Kahlo was also no saint and also indulged in extramarital affairs with both men and women, including (another one of my personal favorites) Josephine Baker. But is was the affair with her sister Cristina that forced Kahlo to divorce Rivera in 1939 after only a year of marriage — they married again in 1940. It wouldn’t be until after her death that Rivera, in his autobiography, wrote that his love for Kahlo was the most important aspect of his life, and it was a realization that came far too late. Isn’t it always that way?

Kahlo’s fascinating personal life aside, her artwork is devastatingly gorgeous and honest. It’s often painful, especially when you know a bit about the background that contributes to it all, but in that way it makes it all that much more powerful.

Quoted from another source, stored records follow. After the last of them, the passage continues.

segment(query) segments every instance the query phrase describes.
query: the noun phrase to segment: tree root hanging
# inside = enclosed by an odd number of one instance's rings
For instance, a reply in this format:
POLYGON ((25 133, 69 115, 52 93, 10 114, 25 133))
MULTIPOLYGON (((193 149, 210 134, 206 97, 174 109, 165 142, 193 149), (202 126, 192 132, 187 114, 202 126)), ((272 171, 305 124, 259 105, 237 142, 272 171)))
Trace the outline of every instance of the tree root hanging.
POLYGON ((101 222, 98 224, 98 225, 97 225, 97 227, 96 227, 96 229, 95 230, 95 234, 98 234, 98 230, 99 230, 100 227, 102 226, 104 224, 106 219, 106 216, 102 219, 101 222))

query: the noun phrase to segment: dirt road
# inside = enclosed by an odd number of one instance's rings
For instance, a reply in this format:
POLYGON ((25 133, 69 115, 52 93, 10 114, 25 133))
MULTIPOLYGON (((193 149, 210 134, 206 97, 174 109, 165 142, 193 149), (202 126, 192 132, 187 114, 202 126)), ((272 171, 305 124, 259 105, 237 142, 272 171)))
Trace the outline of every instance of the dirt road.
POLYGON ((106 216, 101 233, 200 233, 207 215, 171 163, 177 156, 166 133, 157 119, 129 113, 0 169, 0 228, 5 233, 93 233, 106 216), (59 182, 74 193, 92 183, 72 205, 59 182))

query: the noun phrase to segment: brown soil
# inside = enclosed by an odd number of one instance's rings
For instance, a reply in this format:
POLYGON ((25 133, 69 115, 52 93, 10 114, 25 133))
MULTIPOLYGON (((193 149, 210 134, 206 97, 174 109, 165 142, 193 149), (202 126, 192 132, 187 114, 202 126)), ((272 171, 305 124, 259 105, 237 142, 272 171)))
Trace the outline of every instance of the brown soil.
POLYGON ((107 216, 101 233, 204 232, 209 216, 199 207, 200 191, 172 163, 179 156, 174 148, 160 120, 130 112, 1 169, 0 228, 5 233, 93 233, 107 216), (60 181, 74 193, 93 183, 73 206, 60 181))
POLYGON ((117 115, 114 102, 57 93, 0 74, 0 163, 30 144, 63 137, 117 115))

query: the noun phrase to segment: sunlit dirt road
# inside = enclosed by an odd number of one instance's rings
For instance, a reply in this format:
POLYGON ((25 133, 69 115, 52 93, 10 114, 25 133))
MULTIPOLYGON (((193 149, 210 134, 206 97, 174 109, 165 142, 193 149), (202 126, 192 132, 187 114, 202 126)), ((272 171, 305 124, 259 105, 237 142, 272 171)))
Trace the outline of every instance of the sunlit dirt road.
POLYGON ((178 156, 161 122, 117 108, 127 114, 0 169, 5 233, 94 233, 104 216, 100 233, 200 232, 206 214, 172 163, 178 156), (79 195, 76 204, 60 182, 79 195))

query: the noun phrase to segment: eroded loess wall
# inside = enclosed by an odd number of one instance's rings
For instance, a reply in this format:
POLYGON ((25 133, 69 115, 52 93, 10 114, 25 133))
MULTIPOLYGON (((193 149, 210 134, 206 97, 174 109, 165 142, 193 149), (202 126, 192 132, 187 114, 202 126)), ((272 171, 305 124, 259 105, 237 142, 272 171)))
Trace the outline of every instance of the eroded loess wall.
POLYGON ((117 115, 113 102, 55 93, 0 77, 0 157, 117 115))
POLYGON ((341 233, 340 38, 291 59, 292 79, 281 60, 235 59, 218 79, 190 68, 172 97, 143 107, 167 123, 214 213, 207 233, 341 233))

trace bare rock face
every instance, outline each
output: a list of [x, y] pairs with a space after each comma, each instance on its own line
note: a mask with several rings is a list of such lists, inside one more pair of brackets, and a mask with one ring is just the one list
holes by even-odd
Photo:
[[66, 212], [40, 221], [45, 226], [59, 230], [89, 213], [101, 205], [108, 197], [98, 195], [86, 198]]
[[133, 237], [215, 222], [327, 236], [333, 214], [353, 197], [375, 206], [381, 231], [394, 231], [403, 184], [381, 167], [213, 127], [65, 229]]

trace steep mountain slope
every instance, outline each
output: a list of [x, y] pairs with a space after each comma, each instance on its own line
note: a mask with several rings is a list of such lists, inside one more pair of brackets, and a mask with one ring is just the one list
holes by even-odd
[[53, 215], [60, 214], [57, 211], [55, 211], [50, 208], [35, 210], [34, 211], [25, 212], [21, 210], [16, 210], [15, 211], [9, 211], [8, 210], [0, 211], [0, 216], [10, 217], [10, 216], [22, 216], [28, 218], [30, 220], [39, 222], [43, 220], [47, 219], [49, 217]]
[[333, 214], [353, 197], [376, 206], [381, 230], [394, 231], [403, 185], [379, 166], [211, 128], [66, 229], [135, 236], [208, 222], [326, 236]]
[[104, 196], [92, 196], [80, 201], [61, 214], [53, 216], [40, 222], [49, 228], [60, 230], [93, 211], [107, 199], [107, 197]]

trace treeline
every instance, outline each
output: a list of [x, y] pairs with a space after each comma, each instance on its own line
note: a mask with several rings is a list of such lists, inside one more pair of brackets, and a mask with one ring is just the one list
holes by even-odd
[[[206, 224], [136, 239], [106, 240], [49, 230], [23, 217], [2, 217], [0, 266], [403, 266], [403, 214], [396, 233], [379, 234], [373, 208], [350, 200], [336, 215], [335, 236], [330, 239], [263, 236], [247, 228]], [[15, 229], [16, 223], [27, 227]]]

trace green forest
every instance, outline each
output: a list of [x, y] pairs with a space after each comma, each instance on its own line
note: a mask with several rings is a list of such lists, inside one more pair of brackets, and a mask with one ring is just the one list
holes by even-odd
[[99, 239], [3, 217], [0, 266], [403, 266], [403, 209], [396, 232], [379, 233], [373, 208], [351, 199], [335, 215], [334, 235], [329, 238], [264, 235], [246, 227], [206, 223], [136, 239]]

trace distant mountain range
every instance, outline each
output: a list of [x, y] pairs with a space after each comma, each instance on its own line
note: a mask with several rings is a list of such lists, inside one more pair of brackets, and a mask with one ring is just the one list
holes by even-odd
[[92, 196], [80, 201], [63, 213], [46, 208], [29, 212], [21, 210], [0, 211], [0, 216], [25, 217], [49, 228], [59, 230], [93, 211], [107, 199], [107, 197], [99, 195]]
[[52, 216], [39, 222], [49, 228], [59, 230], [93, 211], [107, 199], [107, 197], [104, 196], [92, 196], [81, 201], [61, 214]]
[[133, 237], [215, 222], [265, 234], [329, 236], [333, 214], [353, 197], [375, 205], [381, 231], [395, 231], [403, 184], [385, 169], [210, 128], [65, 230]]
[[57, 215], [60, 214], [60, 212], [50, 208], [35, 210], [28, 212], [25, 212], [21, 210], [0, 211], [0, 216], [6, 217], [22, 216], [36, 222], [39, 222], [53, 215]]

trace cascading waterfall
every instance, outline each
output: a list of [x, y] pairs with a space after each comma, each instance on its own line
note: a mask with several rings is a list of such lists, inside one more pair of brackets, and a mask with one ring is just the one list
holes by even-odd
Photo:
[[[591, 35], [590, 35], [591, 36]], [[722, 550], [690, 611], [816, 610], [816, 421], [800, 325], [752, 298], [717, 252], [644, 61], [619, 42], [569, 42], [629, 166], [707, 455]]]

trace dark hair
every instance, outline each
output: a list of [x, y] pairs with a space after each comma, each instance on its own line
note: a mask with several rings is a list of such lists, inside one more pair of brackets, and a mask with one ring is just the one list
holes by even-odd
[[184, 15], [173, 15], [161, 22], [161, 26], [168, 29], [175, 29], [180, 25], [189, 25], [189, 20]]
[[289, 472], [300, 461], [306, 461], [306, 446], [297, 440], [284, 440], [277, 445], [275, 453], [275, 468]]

Although Americans usually look toward Cinco de Mayo as a day to get drunk on tequila (as they do on St. Patrick’s Day with green beer and Irish whiskey), the day is actually a celebration of the 1862 Battle of Puebla when the invading French, led by Napoleon III, were pretty much kicked in the ass by the Mexican Indian soldiers and sent packing. So no, it is not Mexican Independence Day after all, that happens to be on September 16th.

While I know many of you may already be half in the bag on margaritas and such, when you sober up, get a little helping of culture and celebrate Mexican painter Frida Kahlo for not only her contributions to the art world, but the fact that she was pretty much a bad-ass as well. The world does love bad-asses.